Council to expand social prescribing work to all surgeries
Release date: 20 August 2015
Cotswold District Council has announced that it will soon be extending its successful social prescription programme to all surgeries in the District.
At present the Gloucestershire Clinical Commissioning Group can offer a social prescription to patients at various GP practices in Cirencester, Rendcomb and Lechlade, which refers them to CDC for a range of local, non-clinical services and activities. These include: matching patients with volunteer befrienders; offering membership of various social groups; home adaptations; access to community transport; counselling and peer support groups; specialist exercise classes; walking groups; and debt advice. This has been very successful and will now be extended across the District.
Commenting on this development, Cllr Sue Coakley, Cabinet Member for Health, Environment and Communities at CDC, said:
“The programme has worked really well since we introduced it about eighteen months ago, and we have established excellent links with local doctors.

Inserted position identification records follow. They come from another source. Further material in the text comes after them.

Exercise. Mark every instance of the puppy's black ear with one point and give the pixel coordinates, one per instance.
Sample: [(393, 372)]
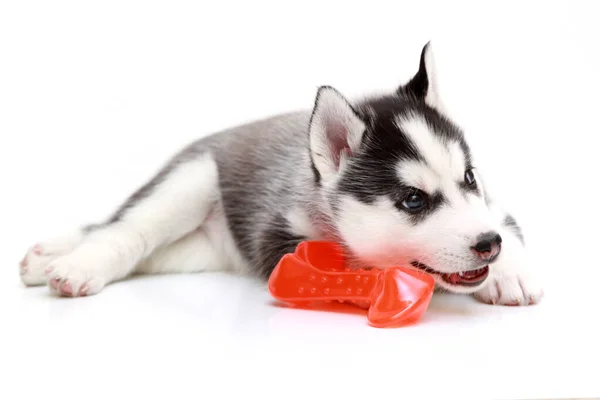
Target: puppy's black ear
[(424, 84), (335, 133)]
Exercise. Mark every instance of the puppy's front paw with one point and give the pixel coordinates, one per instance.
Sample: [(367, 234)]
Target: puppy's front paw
[(511, 288), (33, 266)]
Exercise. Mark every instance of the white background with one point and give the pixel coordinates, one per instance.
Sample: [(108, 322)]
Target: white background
[(94, 96)]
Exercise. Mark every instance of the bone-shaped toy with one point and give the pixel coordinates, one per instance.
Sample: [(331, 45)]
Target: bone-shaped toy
[(316, 272)]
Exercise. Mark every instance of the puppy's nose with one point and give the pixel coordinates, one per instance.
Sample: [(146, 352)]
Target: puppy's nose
[(488, 246)]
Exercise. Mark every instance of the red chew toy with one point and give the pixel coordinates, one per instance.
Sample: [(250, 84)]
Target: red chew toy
[(316, 272)]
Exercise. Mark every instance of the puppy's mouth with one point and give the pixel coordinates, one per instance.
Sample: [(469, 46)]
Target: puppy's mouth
[(472, 277)]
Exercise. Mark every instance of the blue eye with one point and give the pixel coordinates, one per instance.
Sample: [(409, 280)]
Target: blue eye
[(414, 201)]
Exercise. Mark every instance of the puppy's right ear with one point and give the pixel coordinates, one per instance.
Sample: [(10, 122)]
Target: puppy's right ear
[(335, 133)]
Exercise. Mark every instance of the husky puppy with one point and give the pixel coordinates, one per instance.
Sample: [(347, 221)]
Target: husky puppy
[(390, 177)]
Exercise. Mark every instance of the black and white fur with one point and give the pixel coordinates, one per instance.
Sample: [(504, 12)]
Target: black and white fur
[(240, 199)]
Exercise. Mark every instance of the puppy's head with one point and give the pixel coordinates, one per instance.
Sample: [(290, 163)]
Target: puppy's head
[(400, 183)]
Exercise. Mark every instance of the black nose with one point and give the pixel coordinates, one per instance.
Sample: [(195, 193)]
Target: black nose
[(488, 246)]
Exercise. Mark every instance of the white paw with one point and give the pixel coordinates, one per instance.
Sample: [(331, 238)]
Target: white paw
[(33, 266), (79, 273), (511, 288)]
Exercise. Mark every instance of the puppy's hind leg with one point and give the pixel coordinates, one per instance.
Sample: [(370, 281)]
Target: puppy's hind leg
[(175, 203)]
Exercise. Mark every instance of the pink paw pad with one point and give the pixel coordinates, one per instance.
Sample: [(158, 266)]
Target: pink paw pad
[(83, 290), (23, 265), (65, 289), (37, 249), (55, 283)]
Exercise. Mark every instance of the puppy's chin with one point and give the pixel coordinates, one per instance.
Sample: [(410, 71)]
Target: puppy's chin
[(442, 285)]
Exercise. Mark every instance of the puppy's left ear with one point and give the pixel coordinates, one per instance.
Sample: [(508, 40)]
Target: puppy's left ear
[(424, 85), (335, 133)]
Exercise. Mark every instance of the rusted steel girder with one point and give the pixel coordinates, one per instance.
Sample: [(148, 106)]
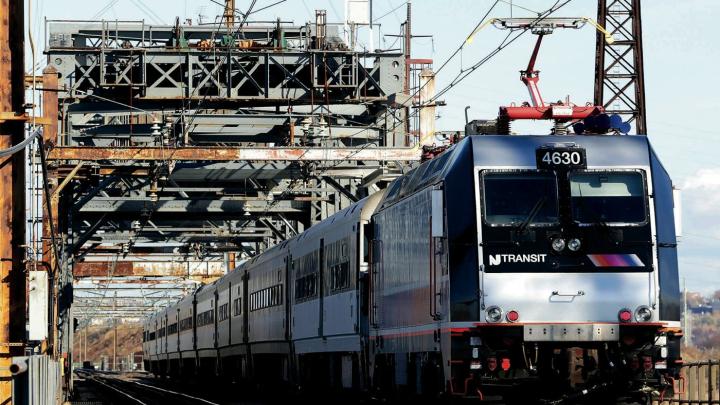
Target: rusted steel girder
[(12, 199), (192, 270), (90, 153)]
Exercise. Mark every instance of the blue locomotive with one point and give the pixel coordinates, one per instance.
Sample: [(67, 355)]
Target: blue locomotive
[(523, 266)]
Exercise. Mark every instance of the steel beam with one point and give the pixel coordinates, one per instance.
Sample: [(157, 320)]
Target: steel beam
[(12, 197), (619, 68), (149, 269), (88, 153)]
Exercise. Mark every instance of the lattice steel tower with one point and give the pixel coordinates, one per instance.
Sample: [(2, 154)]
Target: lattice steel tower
[(619, 74)]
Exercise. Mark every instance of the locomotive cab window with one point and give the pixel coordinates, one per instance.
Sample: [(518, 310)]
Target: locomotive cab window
[(607, 197), (516, 198)]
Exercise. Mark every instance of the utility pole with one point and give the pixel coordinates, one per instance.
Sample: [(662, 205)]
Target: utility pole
[(229, 14), (619, 70), (85, 343), (12, 184), (115, 333), (687, 326)]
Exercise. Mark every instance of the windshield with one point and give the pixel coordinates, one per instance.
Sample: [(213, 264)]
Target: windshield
[(607, 197), (514, 198)]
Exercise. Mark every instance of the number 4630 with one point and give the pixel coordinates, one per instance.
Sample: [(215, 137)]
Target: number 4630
[(562, 158)]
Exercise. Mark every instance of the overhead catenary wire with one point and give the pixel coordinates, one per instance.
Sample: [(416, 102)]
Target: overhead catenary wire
[(464, 73)]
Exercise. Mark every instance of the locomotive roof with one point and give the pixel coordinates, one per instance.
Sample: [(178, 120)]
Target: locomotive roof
[(510, 151)]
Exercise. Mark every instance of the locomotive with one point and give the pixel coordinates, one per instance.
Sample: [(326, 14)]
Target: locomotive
[(522, 266)]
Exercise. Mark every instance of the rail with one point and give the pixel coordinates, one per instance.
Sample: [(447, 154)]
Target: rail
[(699, 385)]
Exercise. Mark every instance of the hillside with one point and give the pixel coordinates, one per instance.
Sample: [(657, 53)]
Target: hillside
[(100, 343)]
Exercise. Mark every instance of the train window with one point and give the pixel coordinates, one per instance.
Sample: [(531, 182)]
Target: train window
[(237, 306), (607, 197), (186, 324), (265, 298), (306, 287), (340, 276), (514, 198), (223, 312)]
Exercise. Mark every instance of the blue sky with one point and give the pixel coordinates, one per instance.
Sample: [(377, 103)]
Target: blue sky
[(681, 54)]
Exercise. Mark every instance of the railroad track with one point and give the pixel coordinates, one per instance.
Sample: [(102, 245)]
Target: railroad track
[(124, 389)]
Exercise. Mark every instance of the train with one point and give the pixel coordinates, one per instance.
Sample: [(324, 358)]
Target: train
[(525, 267)]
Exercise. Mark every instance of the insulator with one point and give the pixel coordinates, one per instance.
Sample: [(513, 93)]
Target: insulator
[(559, 128)]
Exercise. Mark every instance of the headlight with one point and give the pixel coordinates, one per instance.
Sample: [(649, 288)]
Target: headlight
[(558, 244), (493, 314), (624, 315), (643, 313)]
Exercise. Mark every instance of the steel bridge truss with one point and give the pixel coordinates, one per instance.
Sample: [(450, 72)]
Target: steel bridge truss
[(182, 151), (619, 69)]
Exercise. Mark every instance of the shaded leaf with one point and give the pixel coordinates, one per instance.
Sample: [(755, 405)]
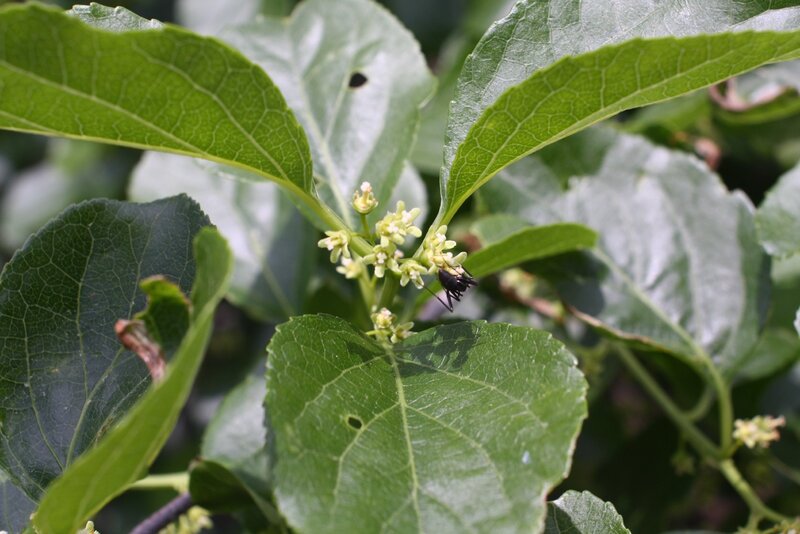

What it means is that when GPs are dealing with patients without direct medical needs, or whose medical needs are already well managed, they can refer them to CDC to meet their social, emotional or practical needs. The service is held in high regard and was a contributory factor to the award of £4m worth of NHS Challenge funding to the county-wide provider company a few months ago.
“I am also hopeful that this wider-ranging social prescription programme will dovetail very well with a new Public Health England ‘GP Clinical Champions’ initiative which will promote physical activity for patients. The Clinical Champions programme will enable GPs with a specialist interest in physical activity to provide peer-to-peer training through one-off education and development sessions, incorporating physical activity into patient care and supporting adult behaviour change through physical activity. This and social prescribing should help to promote a more healthy and actively engaged lifestyle, reducing the need for ambulance calls and hospital visits for patients.”